Chapitre 20. READ
À pas feutrés, nous gravîmes le grand escalier de marbre. Il débouchait sur un large couloir. Andie nous guida vers ce qu'elle supposait être la chambre d'Alie, la première des trois sœurs décédée. Je baissai la poignée de la porte et l'ouvrit. Aussitôt, Beckie balaya la chambre avec la lampe de poche. Quelle déception ! La pièce était vide. Andie nous conduisit devant une seconde porte. Je demandai :
- C'est quelle pièce ?
Elle inspira lentement, puis me répondit enfin :
- La chambre au volet fermé, la chambre de Jane.

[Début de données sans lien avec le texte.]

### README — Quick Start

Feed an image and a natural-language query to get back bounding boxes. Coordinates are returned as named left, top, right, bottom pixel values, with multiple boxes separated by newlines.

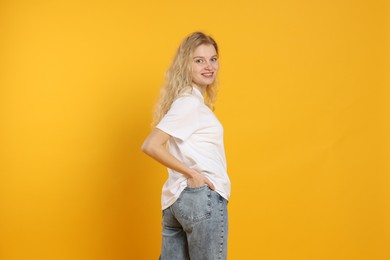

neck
left=192, top=84, right=207, bottom=96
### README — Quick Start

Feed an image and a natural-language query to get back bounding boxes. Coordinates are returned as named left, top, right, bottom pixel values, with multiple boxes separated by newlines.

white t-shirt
left=156, top=88, right=230, bottom=210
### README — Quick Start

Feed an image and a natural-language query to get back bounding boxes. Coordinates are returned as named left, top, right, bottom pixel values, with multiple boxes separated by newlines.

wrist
left=187, top=168, right=199, bottom=178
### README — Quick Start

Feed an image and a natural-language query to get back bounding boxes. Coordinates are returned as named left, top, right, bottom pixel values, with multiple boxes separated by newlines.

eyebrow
left=194, top=55, right=218, bottom=59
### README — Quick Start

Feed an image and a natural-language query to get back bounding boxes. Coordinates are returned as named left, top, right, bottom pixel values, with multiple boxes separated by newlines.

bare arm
left=141, top=128, right=215, bottom=190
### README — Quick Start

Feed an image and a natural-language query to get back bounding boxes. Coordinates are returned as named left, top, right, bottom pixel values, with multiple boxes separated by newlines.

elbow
left=141, top=141, right=153, bottom=156
left=141, top=141, right=150, bottom=154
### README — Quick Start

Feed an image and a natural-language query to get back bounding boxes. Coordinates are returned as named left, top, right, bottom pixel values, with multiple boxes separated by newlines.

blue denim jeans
left=160, top=186, right=228, bottom=260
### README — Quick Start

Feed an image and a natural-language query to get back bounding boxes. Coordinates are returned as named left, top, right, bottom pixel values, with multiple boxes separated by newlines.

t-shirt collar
left=192, top=87, right=204, bottom=102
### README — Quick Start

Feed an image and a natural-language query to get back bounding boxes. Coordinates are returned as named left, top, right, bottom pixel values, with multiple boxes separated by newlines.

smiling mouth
left=201, top=72, right=214, bottom=78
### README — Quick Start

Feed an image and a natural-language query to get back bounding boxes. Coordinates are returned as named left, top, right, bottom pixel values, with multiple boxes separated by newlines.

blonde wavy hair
left=152, top=32, right=219, bottom=127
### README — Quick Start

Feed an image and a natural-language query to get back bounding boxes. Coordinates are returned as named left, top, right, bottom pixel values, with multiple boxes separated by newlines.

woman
left=142, top=32, right=230, bottom=260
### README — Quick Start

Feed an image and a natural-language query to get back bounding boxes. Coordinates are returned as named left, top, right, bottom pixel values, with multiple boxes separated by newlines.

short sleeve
left=156, top=96, right=200, bottom=141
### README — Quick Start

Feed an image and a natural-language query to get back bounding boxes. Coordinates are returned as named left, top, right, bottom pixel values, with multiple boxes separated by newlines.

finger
left=207, top=180, right=215, bottom=190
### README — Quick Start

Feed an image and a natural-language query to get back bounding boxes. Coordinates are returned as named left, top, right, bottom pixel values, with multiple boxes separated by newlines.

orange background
left=0, top=0, right=390, bottom=260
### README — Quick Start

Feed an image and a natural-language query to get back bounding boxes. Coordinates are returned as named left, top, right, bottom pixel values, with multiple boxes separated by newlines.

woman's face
left=192, top=44, right=219, bottom=87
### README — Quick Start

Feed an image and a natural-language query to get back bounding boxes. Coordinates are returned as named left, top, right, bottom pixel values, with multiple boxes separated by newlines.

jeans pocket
left=176, top=185, right=211, bottom=222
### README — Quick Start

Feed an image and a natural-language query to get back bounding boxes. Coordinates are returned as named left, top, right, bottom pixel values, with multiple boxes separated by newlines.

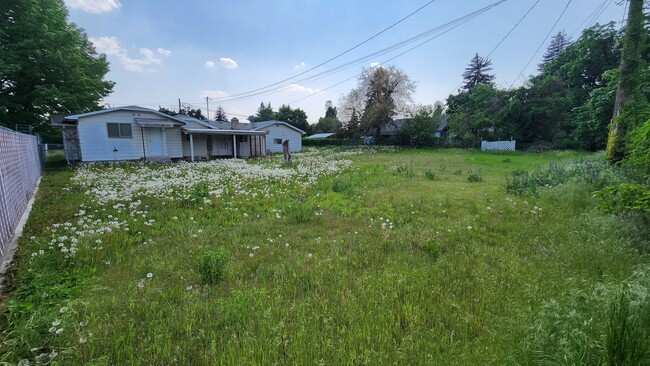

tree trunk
left=607, top=0, right=644, bottom=163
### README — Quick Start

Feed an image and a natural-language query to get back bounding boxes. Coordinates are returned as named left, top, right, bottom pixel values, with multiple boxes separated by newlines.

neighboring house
left=379, top=118, right=411, bottom=136
left=251, top=121, right=307, bottom=152
left=305, top=132, right=336, bottom=140
left=53, top=106, right=305, bottom=161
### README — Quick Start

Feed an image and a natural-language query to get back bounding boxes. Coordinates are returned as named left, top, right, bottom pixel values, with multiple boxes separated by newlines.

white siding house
left=58, top=106, right=305, bottom=161
left=63, top=107, right=185, bottom=161
left=251, top=121, right=306, bottom=152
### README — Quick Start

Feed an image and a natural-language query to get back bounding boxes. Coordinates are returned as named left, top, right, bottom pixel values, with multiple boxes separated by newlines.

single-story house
left=53, top=106, right=305, bottom=161
left=379, top=118, right=412, bottom=136
left=305, top=132, right=336, bottom=140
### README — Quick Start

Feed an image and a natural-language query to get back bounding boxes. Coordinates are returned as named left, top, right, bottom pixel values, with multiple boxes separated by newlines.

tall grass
left=1, top=149, right=648, bottom=365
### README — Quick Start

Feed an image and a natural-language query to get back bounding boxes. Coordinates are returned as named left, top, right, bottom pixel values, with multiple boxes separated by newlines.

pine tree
left=539, top=31, right=571, bottom=71
left=463, top=53, right=494, bottom=90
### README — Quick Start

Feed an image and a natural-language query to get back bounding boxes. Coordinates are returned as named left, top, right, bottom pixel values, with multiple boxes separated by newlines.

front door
left=147, top=128, right=163, bottom=156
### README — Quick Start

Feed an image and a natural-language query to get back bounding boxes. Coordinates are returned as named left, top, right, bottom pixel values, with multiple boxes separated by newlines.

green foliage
left=0, top=0, right=114, bottom=142
left=595, top=183, right=650, bottom=219
left=5, top=148, right=650, bottom=365
left=394, top=162, right=415, bottom=178
left=199, top=248, right=230, bottom=285
left=312, top=117, right=342, bottom=133
left=463, top=53, right=495, bottom=90
left=158, top=106, right=208, bottom=121
left=606, top=287, right=650, bottom=365
left=627, top=119, right=650, bottom=177
left=274, top=104, right=311, bottom=134
left=255, top=102, right=274, bottom=122
left=467, top=170, right=483, bottom=183
left=397, top=105, right=442, bottom=147
left=188, top=183, right=210, bottom=204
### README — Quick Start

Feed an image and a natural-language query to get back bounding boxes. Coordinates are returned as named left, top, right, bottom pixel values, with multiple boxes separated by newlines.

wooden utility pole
left=607, top=0, right=644, bottom=163
left=205, top=97, right=210, bottom=121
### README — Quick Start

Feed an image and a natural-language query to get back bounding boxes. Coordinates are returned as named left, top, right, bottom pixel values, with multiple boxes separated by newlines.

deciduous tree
left=0, top=0, right=114, bottom=142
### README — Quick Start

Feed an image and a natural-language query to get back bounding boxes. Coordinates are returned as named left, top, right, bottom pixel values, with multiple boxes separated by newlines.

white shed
left=251, top=121, right=307, bottom=152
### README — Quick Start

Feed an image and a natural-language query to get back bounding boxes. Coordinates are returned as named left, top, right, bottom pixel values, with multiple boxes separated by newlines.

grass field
left=1, top=149, right=650, bottom=365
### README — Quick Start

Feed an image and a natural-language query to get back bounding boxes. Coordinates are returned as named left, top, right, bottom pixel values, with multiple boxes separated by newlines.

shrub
left=594, top=183, right=650, bottom=218
left=467, top=170, right=483, bottom=183
left=395, top=162, right=415, bottom=177
left=332, top=178, right=352, bottom=193
left=199, top=248, right=230, bottom=285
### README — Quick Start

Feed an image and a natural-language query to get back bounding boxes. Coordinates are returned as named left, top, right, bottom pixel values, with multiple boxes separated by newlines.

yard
left=1, top=149, right=650, bottom=365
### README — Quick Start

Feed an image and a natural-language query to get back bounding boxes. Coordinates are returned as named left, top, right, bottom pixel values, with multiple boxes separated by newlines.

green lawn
left=1, top=149, right=650, bottom=365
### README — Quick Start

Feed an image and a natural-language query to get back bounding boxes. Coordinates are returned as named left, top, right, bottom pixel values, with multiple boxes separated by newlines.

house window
left=106, top=123, right=133, bottom=139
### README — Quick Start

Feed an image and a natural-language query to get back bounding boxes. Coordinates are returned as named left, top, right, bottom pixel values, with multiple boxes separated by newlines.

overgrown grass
left=2, top=149, right=650, bottom=365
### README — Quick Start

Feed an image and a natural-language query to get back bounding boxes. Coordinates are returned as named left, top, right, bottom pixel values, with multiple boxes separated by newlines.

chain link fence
left=0, top=129, right=43, bottom=257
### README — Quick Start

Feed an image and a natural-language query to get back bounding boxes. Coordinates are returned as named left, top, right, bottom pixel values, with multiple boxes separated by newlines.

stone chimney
left=230, top=117, right=239, bottom=130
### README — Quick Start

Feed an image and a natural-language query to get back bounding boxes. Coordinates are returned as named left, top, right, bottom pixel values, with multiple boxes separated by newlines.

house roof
left=182, top=128, right=266, bottom=135
left=64, top=105, right=186, bottom=124
left=134, top=118, right=174, bottom=127
left=305, top=132, right=336, bottom=139
left=250, top=120, right=307, bottom=135
left=174, top=114, right=217, bottom=129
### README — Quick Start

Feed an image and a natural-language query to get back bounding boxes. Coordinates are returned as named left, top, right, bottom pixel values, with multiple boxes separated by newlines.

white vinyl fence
left=0, top=129, right=41, bottom=257
left=481, top=140, right=516, bottom=151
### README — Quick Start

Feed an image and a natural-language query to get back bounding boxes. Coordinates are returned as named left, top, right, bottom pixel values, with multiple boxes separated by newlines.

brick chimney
left=230, top=117, right=239, bottom=130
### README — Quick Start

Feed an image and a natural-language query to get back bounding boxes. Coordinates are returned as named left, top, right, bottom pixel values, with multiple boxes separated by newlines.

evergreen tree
left=539, top=31, right=571, bottom=71
left=463, top=53, right=494, bottom=90
left=255, top=102, right=275, bottom=122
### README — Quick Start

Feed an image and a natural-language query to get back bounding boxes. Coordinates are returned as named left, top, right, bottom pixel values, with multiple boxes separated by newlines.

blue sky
left=65, top=0, right=624, bottom=123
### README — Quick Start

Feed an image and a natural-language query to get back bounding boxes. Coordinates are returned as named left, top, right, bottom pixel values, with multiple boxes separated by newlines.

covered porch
left=182, top=128, right=266, bottom=161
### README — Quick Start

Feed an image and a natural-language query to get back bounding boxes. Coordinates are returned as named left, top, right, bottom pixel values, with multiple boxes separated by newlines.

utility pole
left=607, top=0, right=644, bottom=163
left=205, top=97, right=210, bottom=121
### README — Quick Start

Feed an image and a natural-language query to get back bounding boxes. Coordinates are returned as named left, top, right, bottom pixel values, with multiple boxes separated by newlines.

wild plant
left=199, top=248, right=230, bottom=285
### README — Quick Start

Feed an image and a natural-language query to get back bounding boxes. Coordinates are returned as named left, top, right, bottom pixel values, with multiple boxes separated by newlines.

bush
left=594, top=183, right=650, bottom=219
left=199, top=248, right=230, bottom=285
left=467, top=170, right=483, bottom=183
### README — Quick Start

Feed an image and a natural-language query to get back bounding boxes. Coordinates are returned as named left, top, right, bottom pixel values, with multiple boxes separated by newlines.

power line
left=510, top=0, right=573, bottom=88
left=210, top=0, right=437, bottom=101
left=569, top=0, right=612, bottom=38
left=210, top=0, right=498, bottom=106
left=449, top=0, right=540, bottom=95
left=289, top=0, right=507, bottom=105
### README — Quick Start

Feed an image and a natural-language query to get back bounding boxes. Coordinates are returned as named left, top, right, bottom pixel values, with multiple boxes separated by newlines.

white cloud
left=219, top=57, right=238, bottom=69
left=89, top=37, right=171, bottom=72
left=200, top=90, right=229, bottom=99
left=286, top=84, right=319, bottom=93
left=65, top=0, right=122, bottom=14
left=156, top=48, right=172, bottom=57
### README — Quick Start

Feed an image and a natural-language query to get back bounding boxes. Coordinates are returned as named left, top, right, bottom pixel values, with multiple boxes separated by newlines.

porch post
left=232, top=135, right=237, bottom=159
left=190, top=134, right=194, bottom=161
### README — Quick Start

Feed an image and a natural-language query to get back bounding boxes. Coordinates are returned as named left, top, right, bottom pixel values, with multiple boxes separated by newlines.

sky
left=65, top=0, right=625, bottom=123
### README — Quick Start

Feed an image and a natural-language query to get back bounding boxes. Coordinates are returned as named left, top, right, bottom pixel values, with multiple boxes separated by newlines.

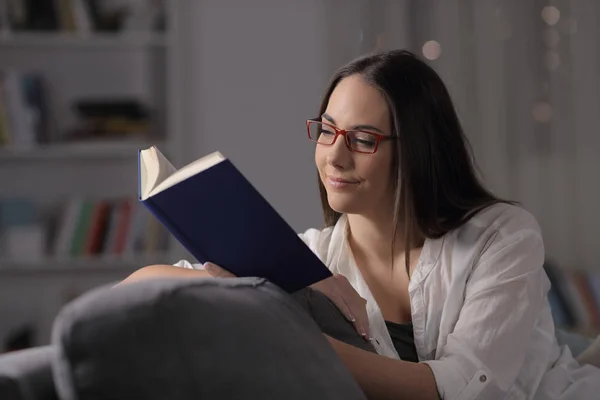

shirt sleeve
left=173, top=260, right=204, bottom=270
left=424, top=228, right=549, bottom=400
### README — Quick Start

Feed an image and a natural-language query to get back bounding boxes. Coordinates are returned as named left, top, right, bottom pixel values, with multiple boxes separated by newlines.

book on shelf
left=544, top=262, right=600, bottom=332
left=0, top=69, right=154, bottom=150
left=0, top=0, right=166, bottom=35
left=52, top=197, right=168, bottom=259
left=0, top=197, right=169, bottom=265
left=138, top=146, right=331, bottom=292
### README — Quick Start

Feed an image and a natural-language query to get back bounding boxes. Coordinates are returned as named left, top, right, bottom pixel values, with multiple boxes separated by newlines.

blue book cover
left=138, top=146, right=331, bottom=293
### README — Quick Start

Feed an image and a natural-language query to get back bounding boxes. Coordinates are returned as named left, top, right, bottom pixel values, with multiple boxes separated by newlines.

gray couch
left=0, top=278, right=365, bottom=400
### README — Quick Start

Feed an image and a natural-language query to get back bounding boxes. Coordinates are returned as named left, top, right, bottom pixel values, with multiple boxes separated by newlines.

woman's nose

Je savais à quel point cet instant pouvait être difficile pour elle, aussi je m'éloignai de la porte pour la laisser l'ouvrir. Elle s'exécuta d'une manière si solennelle qu'on eût dit qu'elle était elle-même condamnée à mort. Beckie fit un pas en avant et tendit la lampe torche vers la chambre. Elle ne comportait aucun meuble, à l'exception d'un matelas posé à même le sol. Andie s'avança à l'intérieur. Je la suivais de loin. Elle s'accroupit devant le matelas et passa sa main dessus, dans une sorte de caresse désespérée, le type de geste que je n'avais jamais vu auparavant. Elle semblait à la fois triste et enragée. Je connaissais ce sentiment, mais pas aussi intensément qu'elle. Je ne pouvais pas connaître un sentiment plus profond que celui d'une jeune fille désespérée, qui a perdu la seule personne qui donnait du sens à sa vie, dont les pensées et les passions ne tournent toujours qu'autour de ce fantôme et qui depuis des années vit avec une soif de vengeance insoutenable. Ce que pouvait éprouver Andie était ineffable. L'envie de lui dire quelque chose ne me manquait pas, seulement aucun de mes mots n'aurait pu panser sa peine. Avec une tendresse qui me fit monter les larmes aux yeux, Andie souleva la couverture qui couvrait le matelas. Elle sortit sa lampe de la poche de son manteau et la braqua sur ce qui avait sans doute été le lit de Jane. Au milieu du matelas, il y avait plusieurs tâches de sang. Andie ferma ses paupières et serra les dents. Je posai ma main sur son épaule, ne pouvant trouver les mots appropriés. Elle tourna alors la tête vers moi, et nous nous sourîmes. S'en retournant vers les traces de sang, Andie déclara :
- C'est une preuve ça, non ? Ça prouve bien qu'elle a subi des violences physiques.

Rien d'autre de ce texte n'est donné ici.